Mais tarde ou mais cedo, esta é uma questão que será debatida. Afinal, a vida é dom e não um fardo. O próprio Thomas More, canonizado pela Igreja, levantou o problema na Utopia. Mas será necessário, em tempos de economicismo e de menosprezo pelos velhos e doentes, reflectir bem sobre todas as consequências.
5. Finalmente, a sondagem diz que os portugueses confiam, mas não a cem por cento, nos padres e bispos portugueses. Assim, 52, 7% dos inquiridos responderam que confiavam parcialmente nos padres e 49, 8% também parcialmente nos bispos. Admite-se que os escândalos de pedofilia poderão ser uma das explicações. Seja como for, a sondagem revelava que 42, 2% dos portugueses (entre os católicos, 43, 2%) achavam que o Vaticano não tinha lidado bem com a situação. Note-se que o Papa ainda não tinha tido sobre o tema o pronunciamento forte no avião, a caminho de Lisboa, nem tinha pedido expressa e publicamente perdão numa celebração solene no Vaticano.

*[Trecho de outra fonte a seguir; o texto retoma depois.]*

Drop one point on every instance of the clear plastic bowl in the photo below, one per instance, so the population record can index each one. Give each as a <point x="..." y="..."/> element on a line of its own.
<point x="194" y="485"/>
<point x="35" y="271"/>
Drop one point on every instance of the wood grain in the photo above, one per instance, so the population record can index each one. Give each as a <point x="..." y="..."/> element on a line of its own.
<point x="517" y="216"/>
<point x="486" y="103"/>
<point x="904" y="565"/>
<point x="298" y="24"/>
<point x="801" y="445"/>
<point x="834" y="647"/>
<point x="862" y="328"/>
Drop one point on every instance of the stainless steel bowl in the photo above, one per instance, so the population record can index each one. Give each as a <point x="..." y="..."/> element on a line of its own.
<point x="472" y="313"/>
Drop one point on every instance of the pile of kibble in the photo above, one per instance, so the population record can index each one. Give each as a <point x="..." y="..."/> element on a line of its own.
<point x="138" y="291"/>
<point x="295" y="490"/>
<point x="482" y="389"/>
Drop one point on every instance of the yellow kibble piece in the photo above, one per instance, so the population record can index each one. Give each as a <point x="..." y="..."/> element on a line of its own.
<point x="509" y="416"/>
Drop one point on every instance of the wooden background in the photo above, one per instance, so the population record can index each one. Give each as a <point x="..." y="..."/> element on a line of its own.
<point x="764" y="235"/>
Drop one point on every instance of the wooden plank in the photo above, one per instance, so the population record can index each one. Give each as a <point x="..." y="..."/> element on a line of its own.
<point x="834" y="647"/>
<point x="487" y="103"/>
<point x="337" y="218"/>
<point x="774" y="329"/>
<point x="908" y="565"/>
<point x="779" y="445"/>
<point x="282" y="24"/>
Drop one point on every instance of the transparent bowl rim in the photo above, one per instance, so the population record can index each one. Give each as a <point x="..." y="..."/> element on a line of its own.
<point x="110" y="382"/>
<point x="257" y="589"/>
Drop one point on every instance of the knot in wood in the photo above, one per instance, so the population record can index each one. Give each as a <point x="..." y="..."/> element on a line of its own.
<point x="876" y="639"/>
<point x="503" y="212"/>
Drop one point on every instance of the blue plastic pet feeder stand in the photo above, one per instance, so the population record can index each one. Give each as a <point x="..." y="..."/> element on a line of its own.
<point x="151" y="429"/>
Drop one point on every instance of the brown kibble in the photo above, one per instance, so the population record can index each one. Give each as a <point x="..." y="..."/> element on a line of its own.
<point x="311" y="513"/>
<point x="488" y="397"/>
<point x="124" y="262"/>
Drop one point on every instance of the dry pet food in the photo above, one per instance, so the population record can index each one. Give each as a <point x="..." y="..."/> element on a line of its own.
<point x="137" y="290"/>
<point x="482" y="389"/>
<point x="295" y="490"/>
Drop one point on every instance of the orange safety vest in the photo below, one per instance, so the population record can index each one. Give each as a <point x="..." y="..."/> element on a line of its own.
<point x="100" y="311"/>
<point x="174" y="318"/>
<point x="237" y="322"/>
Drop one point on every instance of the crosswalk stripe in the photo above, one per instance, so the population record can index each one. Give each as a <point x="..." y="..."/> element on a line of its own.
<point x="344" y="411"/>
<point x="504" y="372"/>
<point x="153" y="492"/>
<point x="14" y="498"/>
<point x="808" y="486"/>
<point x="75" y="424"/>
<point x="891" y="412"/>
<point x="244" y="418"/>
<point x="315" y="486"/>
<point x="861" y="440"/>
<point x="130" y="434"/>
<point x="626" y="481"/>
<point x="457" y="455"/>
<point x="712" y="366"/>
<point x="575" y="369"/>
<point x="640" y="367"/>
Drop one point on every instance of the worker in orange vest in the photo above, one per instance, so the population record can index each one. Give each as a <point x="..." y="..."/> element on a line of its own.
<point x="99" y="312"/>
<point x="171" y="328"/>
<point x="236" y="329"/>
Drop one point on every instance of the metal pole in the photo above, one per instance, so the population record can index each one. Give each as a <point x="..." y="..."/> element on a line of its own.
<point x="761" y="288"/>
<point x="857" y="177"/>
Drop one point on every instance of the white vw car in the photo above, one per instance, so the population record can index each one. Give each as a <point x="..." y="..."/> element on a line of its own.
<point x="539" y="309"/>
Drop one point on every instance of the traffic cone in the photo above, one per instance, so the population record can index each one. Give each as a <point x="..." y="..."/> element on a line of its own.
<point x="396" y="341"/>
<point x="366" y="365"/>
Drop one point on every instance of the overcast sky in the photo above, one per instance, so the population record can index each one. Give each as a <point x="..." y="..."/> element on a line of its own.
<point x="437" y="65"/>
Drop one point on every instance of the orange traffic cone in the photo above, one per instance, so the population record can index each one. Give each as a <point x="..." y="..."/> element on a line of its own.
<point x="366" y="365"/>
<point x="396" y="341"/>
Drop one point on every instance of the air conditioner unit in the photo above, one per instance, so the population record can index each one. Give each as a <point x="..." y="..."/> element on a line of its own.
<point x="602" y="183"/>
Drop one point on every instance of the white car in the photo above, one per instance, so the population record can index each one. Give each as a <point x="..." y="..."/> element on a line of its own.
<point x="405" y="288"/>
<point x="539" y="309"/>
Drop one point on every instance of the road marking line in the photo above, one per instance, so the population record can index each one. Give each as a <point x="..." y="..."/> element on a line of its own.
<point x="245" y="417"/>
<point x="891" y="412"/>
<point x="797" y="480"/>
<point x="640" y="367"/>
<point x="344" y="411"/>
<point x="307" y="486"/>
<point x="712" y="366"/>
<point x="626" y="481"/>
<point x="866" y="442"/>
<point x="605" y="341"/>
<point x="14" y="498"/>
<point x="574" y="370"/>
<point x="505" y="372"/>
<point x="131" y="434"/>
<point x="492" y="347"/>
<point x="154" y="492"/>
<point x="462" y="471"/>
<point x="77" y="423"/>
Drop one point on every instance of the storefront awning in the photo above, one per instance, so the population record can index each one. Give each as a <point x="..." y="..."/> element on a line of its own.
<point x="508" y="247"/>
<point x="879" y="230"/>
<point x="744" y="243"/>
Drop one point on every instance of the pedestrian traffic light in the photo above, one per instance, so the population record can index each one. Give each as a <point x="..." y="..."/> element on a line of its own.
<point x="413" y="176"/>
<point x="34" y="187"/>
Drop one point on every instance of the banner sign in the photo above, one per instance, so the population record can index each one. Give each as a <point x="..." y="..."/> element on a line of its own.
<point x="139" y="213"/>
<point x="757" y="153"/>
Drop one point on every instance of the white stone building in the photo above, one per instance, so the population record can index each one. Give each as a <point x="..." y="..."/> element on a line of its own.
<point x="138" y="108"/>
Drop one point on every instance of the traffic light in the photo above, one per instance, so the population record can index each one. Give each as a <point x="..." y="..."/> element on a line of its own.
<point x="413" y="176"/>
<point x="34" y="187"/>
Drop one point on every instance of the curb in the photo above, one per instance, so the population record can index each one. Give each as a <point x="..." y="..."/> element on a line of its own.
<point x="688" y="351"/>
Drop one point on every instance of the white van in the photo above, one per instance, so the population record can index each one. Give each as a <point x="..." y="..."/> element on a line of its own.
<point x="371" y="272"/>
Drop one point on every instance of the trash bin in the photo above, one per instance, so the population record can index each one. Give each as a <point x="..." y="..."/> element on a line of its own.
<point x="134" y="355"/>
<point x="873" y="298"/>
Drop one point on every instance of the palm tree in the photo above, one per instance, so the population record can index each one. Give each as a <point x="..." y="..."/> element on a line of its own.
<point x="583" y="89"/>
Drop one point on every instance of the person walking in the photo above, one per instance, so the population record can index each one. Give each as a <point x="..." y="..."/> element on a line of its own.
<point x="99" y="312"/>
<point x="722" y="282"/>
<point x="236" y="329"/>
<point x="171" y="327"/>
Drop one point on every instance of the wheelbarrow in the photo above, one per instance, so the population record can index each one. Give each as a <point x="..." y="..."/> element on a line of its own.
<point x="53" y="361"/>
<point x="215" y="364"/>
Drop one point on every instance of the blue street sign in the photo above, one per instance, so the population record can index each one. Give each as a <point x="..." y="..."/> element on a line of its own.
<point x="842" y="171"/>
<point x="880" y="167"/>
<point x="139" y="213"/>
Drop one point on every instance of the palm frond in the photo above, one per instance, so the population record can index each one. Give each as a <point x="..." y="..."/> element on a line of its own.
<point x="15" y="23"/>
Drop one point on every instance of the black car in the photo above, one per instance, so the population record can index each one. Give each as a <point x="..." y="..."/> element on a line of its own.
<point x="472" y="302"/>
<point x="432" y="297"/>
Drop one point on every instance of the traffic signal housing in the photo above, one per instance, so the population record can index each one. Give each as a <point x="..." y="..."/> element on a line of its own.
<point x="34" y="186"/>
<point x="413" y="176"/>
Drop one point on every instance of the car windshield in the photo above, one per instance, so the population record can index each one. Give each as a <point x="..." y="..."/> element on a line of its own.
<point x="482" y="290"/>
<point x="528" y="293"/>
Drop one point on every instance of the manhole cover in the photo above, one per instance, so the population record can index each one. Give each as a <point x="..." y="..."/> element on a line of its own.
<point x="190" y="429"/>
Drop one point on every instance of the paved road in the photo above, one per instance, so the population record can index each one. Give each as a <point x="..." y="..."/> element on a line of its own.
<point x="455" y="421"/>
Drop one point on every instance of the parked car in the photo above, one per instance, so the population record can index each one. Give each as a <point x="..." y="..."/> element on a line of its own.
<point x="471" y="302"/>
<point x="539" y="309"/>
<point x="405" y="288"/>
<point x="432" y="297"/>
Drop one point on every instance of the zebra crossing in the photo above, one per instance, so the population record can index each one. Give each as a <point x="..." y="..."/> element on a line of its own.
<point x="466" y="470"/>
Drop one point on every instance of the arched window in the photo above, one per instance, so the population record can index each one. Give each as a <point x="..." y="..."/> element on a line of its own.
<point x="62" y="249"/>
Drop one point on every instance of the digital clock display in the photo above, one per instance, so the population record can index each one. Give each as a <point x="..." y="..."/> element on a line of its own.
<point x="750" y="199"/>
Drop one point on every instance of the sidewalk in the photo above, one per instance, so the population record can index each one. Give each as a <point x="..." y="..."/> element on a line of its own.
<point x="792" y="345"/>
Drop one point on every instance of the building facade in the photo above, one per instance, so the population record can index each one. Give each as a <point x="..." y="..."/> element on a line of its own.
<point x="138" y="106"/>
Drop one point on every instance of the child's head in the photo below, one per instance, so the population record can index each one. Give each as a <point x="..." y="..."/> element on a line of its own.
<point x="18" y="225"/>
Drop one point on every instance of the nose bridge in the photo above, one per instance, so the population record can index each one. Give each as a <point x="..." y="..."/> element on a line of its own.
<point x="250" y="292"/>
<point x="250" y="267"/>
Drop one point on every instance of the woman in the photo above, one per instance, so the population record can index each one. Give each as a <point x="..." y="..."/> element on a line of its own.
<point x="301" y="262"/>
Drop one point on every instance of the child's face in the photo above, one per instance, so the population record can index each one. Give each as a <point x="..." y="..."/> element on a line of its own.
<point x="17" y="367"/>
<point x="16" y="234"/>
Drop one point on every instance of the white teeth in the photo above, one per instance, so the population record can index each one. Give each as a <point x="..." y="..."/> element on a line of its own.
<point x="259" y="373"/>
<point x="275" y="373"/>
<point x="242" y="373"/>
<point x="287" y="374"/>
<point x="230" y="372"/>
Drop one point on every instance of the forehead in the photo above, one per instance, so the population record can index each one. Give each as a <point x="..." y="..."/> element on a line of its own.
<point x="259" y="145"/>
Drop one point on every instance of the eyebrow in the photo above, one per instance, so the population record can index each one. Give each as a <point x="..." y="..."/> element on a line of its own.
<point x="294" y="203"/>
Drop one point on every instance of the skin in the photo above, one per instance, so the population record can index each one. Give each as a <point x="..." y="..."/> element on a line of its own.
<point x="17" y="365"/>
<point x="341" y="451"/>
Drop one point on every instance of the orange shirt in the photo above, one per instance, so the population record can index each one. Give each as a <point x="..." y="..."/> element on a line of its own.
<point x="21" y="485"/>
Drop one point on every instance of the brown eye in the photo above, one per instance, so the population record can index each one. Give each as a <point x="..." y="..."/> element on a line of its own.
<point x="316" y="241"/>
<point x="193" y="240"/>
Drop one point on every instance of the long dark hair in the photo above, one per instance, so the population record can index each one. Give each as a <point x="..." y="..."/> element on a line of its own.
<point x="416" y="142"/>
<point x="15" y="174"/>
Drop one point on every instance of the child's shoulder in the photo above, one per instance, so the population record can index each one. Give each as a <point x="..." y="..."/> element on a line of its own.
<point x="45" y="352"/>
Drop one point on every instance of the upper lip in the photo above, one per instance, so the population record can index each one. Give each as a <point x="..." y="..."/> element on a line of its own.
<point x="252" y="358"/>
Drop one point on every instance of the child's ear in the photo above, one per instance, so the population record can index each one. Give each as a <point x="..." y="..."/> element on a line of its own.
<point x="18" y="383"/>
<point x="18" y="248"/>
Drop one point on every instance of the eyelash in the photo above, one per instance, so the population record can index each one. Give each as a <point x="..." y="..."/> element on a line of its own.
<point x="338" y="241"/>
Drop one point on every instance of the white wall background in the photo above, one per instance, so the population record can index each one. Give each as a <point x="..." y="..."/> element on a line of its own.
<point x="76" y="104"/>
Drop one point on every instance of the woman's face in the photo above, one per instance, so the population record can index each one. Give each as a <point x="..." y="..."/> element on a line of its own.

Aqui, é necessário, em primeiro lugar, perceber que agora as pessoas são críticas e já não confiam de modo cego. Ainda bem. De qualquer modo, seria muito interessante questioná-las sobre as razões para este distanciamento. Aí, encontraríamos com certeza que reconhecem que há padres e bispos de alto coturno moral, intelectual, espiritual. Mas, depois, também viria a ladainha das queixas, mais ou menos justas. Um estilo de vida burguês e instalado, pouco conforme com o Evangelho. Padres com demasiada idade, obrigados ao ministério. Incapacidade de compreensão do mundo contemporâneo. Falta de preparação em psicologia, sociologia e mesmo teologia. Homilias gagas e vazias. Celebrações que nada têm a ver com o pedido papal para que sejam lugares de beleza. Onde está o testemunho alegre do Evangelho, uma notícia boa e felicitante? Na presente situação de crise, na qual os mais atingidos não são os ricos, porque não há uma palavra iluminante por parte dos bispos?